She has said she’s fully on board with a proposal from Vermont Sen. Bernie Sanders. While she wants to get to a place where private health insurance is no longer around, she said she’d like to see a “transition period” before that’s accomplished.
“(Abolishing private insurance) is the plan,” Warren said. “That’s where we need to go. But I’m a co-sponsor on Bernie’s bill, and as Bernie puts in it, we’ve got to have a transition. It’s gonna take a transition period to get there. That’s built right into Bernie’s bill. But the key is that we have to agree on where we’re headed, and where we’ve got to be headed is the best possible health care coverage at the lowest possible cost.”
3. Warren won’t criticize Bernie Sanders
Warren declined to draw contrasts between herself and fellow presidential hopeful Bernie Sanders, who has also polled well in California. She said they’ve been close before she even entered politics.
“I’ve known Bernie and been friends with Bernie forever and ever and ever, long before I ever got into politics,” Warren said. “I can’t talk about Bernie and what Bernie wants to do. He’ll get out there and make that case. For me, I know why I’m in this fight: I’m in this fight because I believe that a government that works for those at the top and not everyone else is corrupt. We need to fight that corruption head on.”
Asked if the two have formed a pact not to attack each other, Warren replied, “We just don’t attack each other. It’s not about a pact. Bernie’s been my friend forever, and I’ve been his friend forever.”
4. She and her husband have made $10 million in the past decade
Warren and her husband, Bruce Mann, have accumulated a lot of wealth in recent years. According to 11 years of jointly filed tax returns the campaign released earlier this year, the couple has made more than $10 million.
Last year, Warren earned $325,000 from book sales and $175,000 from her Senate salary, while her husband got $400,000 as a Harvard University professor.
Warren acknowledges their income, but also notes she had opportunities the current generation may not.
“Bruce and I both grew up without much, and I am the first to say — and so is he — how deeply fortunate we have both been,” Warren said. “I graduated from a commuter college that cost $50 a semester. ... That opportunity gave me a chance in life. I want every kid to have an opportunity. That’s why I’m in this fight. It’s why I believe that it’s time for us to say that all of our public colleges and universities should be tuition and fee free.”

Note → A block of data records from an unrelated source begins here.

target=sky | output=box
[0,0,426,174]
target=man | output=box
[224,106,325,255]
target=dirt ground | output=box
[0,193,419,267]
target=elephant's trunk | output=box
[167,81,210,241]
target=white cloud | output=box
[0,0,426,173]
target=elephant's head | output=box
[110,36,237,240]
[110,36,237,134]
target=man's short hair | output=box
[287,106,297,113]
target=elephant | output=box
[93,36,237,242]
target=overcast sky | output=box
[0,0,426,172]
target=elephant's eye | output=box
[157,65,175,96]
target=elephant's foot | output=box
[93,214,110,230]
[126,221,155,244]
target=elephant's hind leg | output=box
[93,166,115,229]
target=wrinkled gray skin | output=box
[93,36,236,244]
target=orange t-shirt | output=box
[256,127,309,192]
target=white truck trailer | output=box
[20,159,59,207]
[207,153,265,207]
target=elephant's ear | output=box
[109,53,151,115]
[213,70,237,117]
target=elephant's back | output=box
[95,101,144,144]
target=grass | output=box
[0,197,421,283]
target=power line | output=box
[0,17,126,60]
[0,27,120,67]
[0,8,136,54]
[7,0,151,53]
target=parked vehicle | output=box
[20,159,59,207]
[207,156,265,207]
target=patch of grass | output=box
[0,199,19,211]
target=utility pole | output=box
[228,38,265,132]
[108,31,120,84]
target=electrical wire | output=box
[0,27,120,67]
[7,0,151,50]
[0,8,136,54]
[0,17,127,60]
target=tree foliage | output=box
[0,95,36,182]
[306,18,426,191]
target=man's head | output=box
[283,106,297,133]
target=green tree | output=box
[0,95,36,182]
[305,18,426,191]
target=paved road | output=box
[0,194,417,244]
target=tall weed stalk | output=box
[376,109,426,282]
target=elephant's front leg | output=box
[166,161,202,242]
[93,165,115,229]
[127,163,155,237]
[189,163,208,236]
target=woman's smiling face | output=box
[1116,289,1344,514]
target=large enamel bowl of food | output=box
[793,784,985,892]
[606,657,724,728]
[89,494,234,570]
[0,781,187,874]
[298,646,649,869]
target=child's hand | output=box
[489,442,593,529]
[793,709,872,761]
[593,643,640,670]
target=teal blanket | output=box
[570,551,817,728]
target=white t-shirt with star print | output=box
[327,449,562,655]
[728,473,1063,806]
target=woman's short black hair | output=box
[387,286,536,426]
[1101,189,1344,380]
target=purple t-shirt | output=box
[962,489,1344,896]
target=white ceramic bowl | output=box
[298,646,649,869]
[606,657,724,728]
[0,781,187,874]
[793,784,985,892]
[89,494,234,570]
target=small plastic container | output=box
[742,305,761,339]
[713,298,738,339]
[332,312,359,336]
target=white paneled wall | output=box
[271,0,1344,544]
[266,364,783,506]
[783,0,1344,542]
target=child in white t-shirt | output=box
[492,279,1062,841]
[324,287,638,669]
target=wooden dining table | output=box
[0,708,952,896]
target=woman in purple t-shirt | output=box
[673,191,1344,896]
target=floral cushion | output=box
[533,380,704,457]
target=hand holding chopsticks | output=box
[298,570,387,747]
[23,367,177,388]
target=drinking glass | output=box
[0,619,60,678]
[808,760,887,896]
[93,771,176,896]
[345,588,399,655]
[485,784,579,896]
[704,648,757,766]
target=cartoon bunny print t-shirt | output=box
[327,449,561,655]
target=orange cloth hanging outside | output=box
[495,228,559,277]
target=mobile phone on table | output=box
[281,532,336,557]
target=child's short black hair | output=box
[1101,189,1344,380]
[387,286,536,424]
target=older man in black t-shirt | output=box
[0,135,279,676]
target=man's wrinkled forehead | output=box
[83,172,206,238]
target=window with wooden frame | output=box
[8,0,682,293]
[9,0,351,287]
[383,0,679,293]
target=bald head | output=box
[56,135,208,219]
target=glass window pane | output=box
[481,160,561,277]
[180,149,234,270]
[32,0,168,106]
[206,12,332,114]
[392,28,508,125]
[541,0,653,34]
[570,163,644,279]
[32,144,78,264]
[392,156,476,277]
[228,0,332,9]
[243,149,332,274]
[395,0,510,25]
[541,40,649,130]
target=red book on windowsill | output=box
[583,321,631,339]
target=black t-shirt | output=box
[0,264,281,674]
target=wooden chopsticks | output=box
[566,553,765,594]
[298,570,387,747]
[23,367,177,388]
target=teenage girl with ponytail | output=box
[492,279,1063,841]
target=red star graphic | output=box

She explained she’d also reduce barriers by dedicating $50 billion to historically black colleges and universities.
5. She wants to decriminalize border crossings
Warren said she’d repeal Section 1325 of the U.S. immigration code that makes it a criminal misdemeanor to cross the border without documentation.
Under her presidency, she vowed to make it a civil offense.
“The whole notion of criminalizing the approach to coming across the border without documentation is not making anybody any safer,” Warren said. “We just need to be in a different position on this. It’s really important on immigration that we concentrate our resources on the people who pose threats to us, and that’s not children. It’s not mamas fleeing terror from gangs down in Central America. It’s not people trying to build a life who have family here.”